Salt To Fight Ice On Roads

The state will use treated salt and little or no sand on Connecticut roads this winter in a new program that officials say will make driving safer, keep roads and cars cleaner and help the environment.

The most visible change, according to the Department of Transportation, will be a reduction in the amount of ugly, brown snow as a result of spreading less sand.

Under its new snow and ice removal program, the agency will use sodium chloride - rock salt - combined with liquid calcium chloride or salt brine, instead of the sand-salt mixture it had used for decades.

"Our goal here is to have the roadways as safe as possible in inclement winter weather," said DOT spokesman Kevin Nursick. "As an added benefit, we've got proven environmental ramifications."

State environmental officials say the change is a step in the right direction when it comes to the health of streams and rivers, often the end points for sand spread on the roads and then washed away. The sand damages habitat for fish and other aquatic life.

Transportation officials plan to use the same amount of salt this winter as in previous winters. Using salt still carries environmental risks. Regardless of whether it is mixed with sand or spread by itself, salt must be applied as sparingly as possible near bodies of water, wells and vegetation to avoid harm, experts say.

But the salt-only program will reduce the problem of sweeping tons of often-tainted sand from roadways, cleaning it from storm catch basins after the winter and disposing of it in the state's dwindling number of landfills, officials say. Sand on the roads typically picks up car-related contaminants such as copper and heavy metals from brake dust and oil from engines.

The transportation department made the change partly for environmental reasons and partly as a result of a critical report last year from the National Transportation Safety Board, said Christopher Stone, storm water permit coordinator at the state Department of Environmental Protection. Transportation officials consulted DEP officials about the policy change about a year ago, Stone said Friday.

The safety board in November 2005 laid part of the blame for an I-95 crash that killed four Yale University athletes in 2003 on the state's use of an "antiquated mixture" of sand and salt that was not as effective as straight salt would have been in melting black ice.

"The biggest reason was the difficulty with sand and the disposal of sand," Stone said of Connecticut's policy change. "There was also a discussion of the NTSB report," he said. "So I know that was an issue."

In terms of environmental questions, Stone said, authorities are trying to find the lesser of all evils. "None of them are perfect environmentally," he said.

"Presumably technology and the companies that manufacture this stuff will develop safer, more environmentally friendly products as time goes by, and this step buys some time until that happens," he said.

In the new de-icing method, either no sand or little sand will be spread on state roads. Rock salt will be treated with the liquid brine or liquid calcium chloride as it is spread onto the pavement by plow trucks.

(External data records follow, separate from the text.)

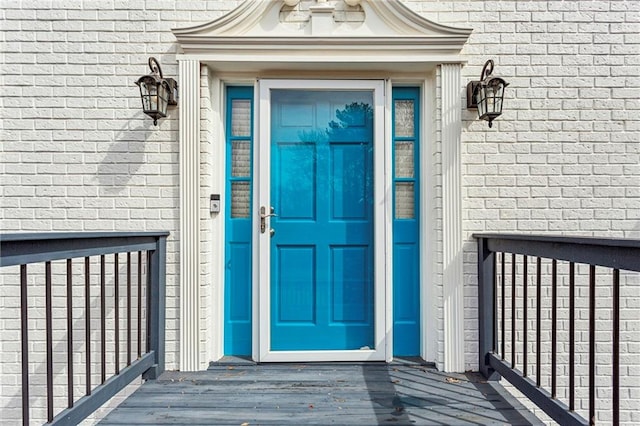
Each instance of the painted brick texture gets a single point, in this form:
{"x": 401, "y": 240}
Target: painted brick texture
{"x": 77, "y": 153}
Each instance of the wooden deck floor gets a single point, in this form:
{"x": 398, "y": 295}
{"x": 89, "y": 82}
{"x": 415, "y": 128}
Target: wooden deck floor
{"x": 319, "y": 394}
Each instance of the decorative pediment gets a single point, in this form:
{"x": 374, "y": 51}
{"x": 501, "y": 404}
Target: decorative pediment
{"x": 332, "y": 32}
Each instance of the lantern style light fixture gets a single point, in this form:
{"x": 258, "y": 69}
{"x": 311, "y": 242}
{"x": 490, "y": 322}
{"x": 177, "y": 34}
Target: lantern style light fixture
{"x": 487, "y": 94}
{"x": 157, "y": 92}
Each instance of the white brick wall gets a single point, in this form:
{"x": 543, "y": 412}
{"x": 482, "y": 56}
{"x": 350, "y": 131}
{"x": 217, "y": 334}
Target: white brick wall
{"x": 78, "y": 154}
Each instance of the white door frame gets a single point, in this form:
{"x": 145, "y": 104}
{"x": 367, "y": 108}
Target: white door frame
{"x": 382, "y": 222}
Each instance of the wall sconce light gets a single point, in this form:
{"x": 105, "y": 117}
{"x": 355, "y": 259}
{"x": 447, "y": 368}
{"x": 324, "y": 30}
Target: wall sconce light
{"x": 157, "y": 92}
{"x": 487, "y": 94}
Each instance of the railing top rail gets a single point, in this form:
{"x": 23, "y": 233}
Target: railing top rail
{"x": 44, "y": 236}
{"x": 614, "y": 253}
{"x": 25, "y": 248}
{"x": 562, "y": 239}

The liquid is meant to help the rock salt stick to the roadway, reducing its tendency to bounce and scatter off the pavement, according to transportation officials. The liquid also activates the salt, which will melt snow into salt brine that in turn will melt more snow, the officials say.

"We're not looking to actually increase the amount of salt we're putting on the roads," Nursick, the DOT spokesman, said. "We should be using the same amount of salt; just taking the sand out of the picture is what we're doing."

The transportation department has used the new salt-only method this year during a few snow squalls. But the policy change will begin in earnest this season with the arrival of the first storm, Nursick said.